The sum of cube roots of unity (1+w+w^2) is

Answer 1

Let $\omega=e^{i\theta}$. By DeMoivre's theorem, we have

$\omega^3=e^{3i\theta}=1\implies3i\theta=\ln1=0+2ni\pi\implies\theta=\dfrac{2n\pi}3$

where $n$ is any integer, but we can capture all the cube roots of unity by selecting $n=0,1,2$, and in particular when $n=0$ we get 1.

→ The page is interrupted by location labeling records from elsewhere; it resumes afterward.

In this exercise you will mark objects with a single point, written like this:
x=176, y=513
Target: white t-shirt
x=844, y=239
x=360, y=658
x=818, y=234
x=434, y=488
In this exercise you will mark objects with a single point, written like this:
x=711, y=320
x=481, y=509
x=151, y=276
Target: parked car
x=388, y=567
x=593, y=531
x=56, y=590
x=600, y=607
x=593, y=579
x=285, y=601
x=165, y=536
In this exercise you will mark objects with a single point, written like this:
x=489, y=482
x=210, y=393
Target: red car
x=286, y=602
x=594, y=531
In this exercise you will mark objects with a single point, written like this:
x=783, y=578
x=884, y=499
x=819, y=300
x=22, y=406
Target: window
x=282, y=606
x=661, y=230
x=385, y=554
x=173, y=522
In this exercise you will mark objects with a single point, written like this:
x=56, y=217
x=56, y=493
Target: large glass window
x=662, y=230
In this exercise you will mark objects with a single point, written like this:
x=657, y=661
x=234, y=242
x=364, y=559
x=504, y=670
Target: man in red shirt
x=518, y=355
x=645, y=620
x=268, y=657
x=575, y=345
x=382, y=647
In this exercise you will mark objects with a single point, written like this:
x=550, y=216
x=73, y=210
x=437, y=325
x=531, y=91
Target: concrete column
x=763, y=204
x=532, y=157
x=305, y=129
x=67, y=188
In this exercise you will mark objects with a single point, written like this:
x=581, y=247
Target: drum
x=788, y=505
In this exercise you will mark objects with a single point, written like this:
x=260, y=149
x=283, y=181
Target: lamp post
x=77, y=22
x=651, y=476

$n=1\implies\omega=\dfrac{2i\pi}3=\cos\dfrac{2\pi}3+i\sin\dfrac{2\pi}3$
$n=2\implies\omega^2=e^{4i\pi/3}=\cos\dfrac{4\pi}3+i\sin\dfrac{4\pi}3$

Recall that $\cos(2\pi-x)=\cos x$, so that $\cos\dfrac{4\pi}3=\cos\dfrac{2\pi}3$. On the other hand, $\sin(2\pi-x)=-\sin x$, so $\sin\dfrac{4\pi}3=-\sin\dfrac{2\pi}3$. So in $\omega+\omega^2$, we find the imaginary parts cancel, leaving us with

$1+\omega+\omega^2=1+2\mathrm{Re}(\omega)$

for which we have

$\mathrm{Re}(\omega)=\cos\dfrac{2\pi}3=-\dfrac12$

so the sum is $1+\omega+\omega^2=0$.

Another way of computing the sum is to notice that

$(1-\omega)(1+\omega+\omega^2)=1-\omega^3$

for any $\omega$. We assumed that $\omega^3=1$, so the RHS is 0. Then for $\omega\neq1$, we must have $1+\omega+\omega^2=0$.